Mais il vient un temps où le mâle décide d'entrer dans un groupe et de s'y installer. Il peut choisir entre deux stratégies. Il peut défier le mâle dominant du groupe et l'obliger à se soumettre, c'est une tactique dangereuse car les combats peuvent entraîner de graves blessures. Seuls les mâles entre dix et quinze ans choisissent cette solution car ils sont les plus forts. Les mâles plus jeunes doivent employer une autre stratégie. Il leur faut se montrer prudent et entrer dans le bas de la hiérarchie. Ils observent et apprennent à reconnaître les relations qui unissent les différents membres du groupe, ils se font des alliés en soutenant l'un ou l'autre dans les conflits. Avec les années, ils gagnent en force et en expérience, ils deviennent des mâles dominants.
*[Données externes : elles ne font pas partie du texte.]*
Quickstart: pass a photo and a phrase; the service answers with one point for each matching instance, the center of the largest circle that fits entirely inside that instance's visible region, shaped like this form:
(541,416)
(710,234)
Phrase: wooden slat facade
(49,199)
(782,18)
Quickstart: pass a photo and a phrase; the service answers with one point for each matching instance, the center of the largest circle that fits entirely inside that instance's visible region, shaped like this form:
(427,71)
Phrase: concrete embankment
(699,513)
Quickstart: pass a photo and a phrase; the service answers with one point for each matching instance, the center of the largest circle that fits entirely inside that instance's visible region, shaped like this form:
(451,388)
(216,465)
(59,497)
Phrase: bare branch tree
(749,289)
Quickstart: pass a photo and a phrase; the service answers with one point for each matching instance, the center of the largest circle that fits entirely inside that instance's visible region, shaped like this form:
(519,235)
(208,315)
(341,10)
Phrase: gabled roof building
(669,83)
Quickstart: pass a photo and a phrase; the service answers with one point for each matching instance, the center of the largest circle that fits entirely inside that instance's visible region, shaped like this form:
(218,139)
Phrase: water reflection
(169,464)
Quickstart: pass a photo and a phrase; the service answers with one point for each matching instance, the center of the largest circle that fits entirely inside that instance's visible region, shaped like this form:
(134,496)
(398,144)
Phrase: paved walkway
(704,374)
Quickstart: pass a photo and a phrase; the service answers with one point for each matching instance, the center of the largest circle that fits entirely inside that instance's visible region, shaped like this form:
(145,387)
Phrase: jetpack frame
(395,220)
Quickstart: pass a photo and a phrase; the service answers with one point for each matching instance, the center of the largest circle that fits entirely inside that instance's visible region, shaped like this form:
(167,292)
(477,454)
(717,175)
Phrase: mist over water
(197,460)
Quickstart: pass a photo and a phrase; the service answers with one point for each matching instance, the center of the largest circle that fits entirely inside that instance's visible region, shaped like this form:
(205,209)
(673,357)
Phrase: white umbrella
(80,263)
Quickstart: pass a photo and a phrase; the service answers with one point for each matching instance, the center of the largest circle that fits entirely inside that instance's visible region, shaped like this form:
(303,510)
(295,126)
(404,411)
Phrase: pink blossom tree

Dans les régions tempérées, toutes les femelles viennent en chaleur en même temps à la saison de reproduction. Aucun mâle ne peut monopoliser toutes les femelles et celles-ci peuvent faire des choix, refuser certains mâles et en préférer d'autres. Par conséquent, même les mâles dominés peuvent se reproduire, à condition de rester discrets...
Rappelons-nous que les femelles préfèrent les mâles non familiers, c’est-à-dire ceux qu'elles ne connaissent pas. Alors, à quoi sert-il donc d'être un mâle dominant, installé dans un groupe depuis plusieurs années ? Ne vaut-il pas mieux émigrer et partir à la conquête de femelles inconnues ? C'est précisément ce que font les mâles. Une majorité d'entre eux va partir à nouveau après quelques années passées dans un groupe, ils vont connaître une nouvelle période solitaire, entrer dans un nouveau groupe… C'est ainsi qu'un mâle peut changer de groupe plusieurs fois dans sa vie.